Vandenbergh D J, Rodriguez L A, Miller I T, Uhl G R, Lachman H M
Molecular Neurobiology Branch, Intramural Research Program, National Institute on Drug Abuse, NIH, Baltimore, Maryland, USA.
Am J Med Genet. 1997 Jul 25;74(4):439-42.

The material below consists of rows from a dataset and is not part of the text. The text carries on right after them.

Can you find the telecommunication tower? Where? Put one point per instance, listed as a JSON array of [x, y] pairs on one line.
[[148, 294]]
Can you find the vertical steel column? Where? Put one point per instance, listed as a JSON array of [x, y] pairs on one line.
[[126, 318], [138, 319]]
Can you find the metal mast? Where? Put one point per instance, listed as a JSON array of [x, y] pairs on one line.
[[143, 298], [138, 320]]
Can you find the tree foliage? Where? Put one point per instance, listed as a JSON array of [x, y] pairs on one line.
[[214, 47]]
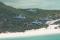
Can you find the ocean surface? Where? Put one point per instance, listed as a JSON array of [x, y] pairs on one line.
[[46, 37]]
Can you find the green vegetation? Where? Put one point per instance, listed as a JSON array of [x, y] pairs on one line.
[[10, 22]]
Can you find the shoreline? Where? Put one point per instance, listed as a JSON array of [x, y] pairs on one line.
[[29, 33]]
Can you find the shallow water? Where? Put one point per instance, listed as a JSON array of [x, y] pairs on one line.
[[46, 37]]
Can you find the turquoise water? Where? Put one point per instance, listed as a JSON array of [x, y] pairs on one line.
[[48, 37]]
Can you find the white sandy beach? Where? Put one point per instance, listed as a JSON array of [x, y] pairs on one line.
[[43, 31], [36, 32]]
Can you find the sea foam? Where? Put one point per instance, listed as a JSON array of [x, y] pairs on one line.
[[34, 32]]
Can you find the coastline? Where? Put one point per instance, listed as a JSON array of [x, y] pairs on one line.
[[29, 33]]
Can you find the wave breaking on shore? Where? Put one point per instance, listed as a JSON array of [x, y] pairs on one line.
[[34, 32]]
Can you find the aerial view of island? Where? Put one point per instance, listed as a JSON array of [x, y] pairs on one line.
[[29, 20]]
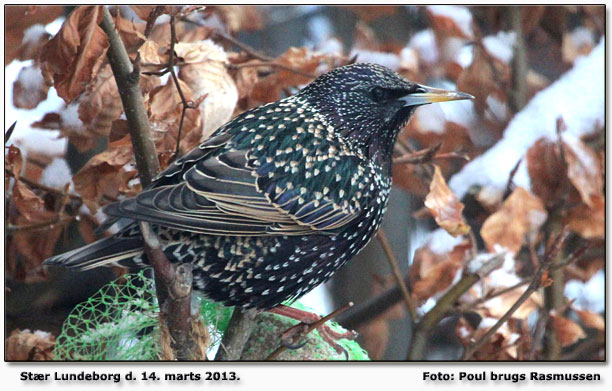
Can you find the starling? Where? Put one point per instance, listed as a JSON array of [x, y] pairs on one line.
[[280, 197]]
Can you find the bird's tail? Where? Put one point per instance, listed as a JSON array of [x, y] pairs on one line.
[[111, 251]]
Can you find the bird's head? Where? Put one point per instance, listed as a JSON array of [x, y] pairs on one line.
[[369, 104]]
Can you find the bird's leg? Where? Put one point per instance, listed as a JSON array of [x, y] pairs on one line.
[[291, 337]]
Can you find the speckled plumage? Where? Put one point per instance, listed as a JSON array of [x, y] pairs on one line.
[[279, 198]]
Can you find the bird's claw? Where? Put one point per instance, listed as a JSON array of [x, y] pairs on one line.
[[292, 338]]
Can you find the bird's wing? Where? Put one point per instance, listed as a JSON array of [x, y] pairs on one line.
[[231, 186]]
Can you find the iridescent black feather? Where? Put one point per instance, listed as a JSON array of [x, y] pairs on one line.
[[277, 199]]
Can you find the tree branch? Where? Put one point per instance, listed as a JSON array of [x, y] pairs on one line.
[[397, 274], [173, 284], [237, 334], [444, 304]]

Allelic variants at the catechol-O-methyltransferase (COMT) locus are candidates to contribute to genetic components of interindividual differences in vulnerability to substance abuse. COMT plays a prominent role in dopaminergic circuits important for drug reward, and COMT alleles encode enzymes whose activities vary from three- to four-fold. We compared COMT allele frequencies in control research volunteers reporting insignificant lifetime use of addictive substances with those in volunteers reporting substantial polysubstance use. Homozygosity for the high-activity COMT allele was found in 18% of controls, 31% of volunteers with high lifetime substance use, and 39% meeting DSMIII-R substance abuse criteria [odds ratio (relative risks) 2.0 (control vs. use; 95% confidence interval 1.2-3.5; P < 0.013) and 2.8 (control vs. DSM; 1.3-6.1; P < 0.008)]. Individuals with the high-activity COMT variant may have greater genetic vulnerability to drug abuse.
儿茶酚-O-甲基转移酶(COMT)基因座的等位基因变异可能是导致个体对药物滥用易感性差异的遗传因素之一。COMT在对药物奖赏至关重要的多巴胺能回路中起着重要作用,且COMT等位基因编码的酶活性相差三到四倍。我们比较了报告终生使用成瘾物质不显著的对照研究志愿者与报告大量使用多种物质的志愿者的COMT等位基因频率。在18%的对照者、31%终生大量使用物质的志愿者以及39%符合DSM-III-R药物滥用标准的志愿者中发现了高活性COMT等位基因的纯合性[优势比(相对风险)分别为2.0(对照者与使用者相比;95%置信区间1.2 - 3.5;P < 0.013)和2.8(对照者与符合DSM标准者相比;1.3 - 6.1;P < 0.